Razik's father was killed, while his uncle was hanged from the barrel of a Taliban tank, according to a Kandahar provincial councillor.

As he led his militia into Panjwaii in 2006, the then 28-year-old was believed to have a score to settle and word spread among the rival tribesmen that Razik was out for Noorzai blood. His raid turned in to a fiasco, with dozens killed, when the force was ambushed at the district centre outside of Bazaar-e-Panjwaii.

"This was a bad idea to bring in Abdul Razik," Haji Qassum, a provincial council member, told the Globe and Mail in 2006. "One village had 10 or 20 fighters against the government, and the next day maybe 200."

Today, district officials like Panjwaii governor Haji Baran sing a different tune.

"Razik is my brother," said Baran, an elder of Noorzai blood. "Concern about him is only what we see in the media."

After the 2006 gunfight in Bazaar-e-Panjwaii, the Canadians were happy to see Razik retreat to the border region, where he was given the title of border police commander and largely left alone to grow wealthy, thanks to his control of the porous Spin Boldak crossing.

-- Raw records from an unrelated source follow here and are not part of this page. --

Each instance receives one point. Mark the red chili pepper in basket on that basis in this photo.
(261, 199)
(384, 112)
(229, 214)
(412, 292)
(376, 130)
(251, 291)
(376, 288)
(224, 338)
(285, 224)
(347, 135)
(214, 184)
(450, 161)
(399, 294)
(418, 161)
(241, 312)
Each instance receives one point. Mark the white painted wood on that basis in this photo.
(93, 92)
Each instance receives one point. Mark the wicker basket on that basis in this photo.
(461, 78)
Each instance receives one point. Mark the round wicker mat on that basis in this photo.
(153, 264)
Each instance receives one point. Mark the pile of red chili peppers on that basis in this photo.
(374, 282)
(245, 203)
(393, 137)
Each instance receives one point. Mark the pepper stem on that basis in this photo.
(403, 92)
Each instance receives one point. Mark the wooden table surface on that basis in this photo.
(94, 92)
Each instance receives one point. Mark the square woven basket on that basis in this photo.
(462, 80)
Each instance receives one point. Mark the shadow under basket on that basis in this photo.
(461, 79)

His rehabilitation as a military commander began in 2009 when the U.S. 5th Stryker Brigade took over the Canadian forward operating base in the district. American Lt.-Col. William Clark, commander of the brigade's 8th Squadron, 1st Cavalry Regiment, cultivated a friendship with Razik.

But it wasn't until the murder of a police chief in Daman district last summer that Razik was fully unleashed on the Taliban.

The New York Times reported that a furious Ahmed Wali Karzai complained to his brother, Afghan president Hamid Karzai, who in turned invested provincial governor Tooryalai Wesa with the powers of a commander-in-chief.

They turned to Razik to lead a 1,700-man force in Mehlajat.

Milner said it's understood by everyone that the militia leader is a polarizing figure among Kandaharis.

"He understands, he can only do so much, but the bottom line is the people are very supportive of his actions," said Milner.

Milner said people have to be careful about how much they make use of Razik. "I think Gov. Wesa understands that. You can lean on him only so much."

That may be an understatement.

When asked what sort of rules of engagement apply to Razik, NATO officials responded that he fights the Afghan way. Even a generous interpretation of that means there are few restrictions on what he and his men can shoot at.

There is also a political embarrassment in the making.

Training competent Afghan security forces is supposed to be the alliance's primary goal, yet the provincial administration is compelled to turn to a militia leader to carry out its counter-terrorism operations.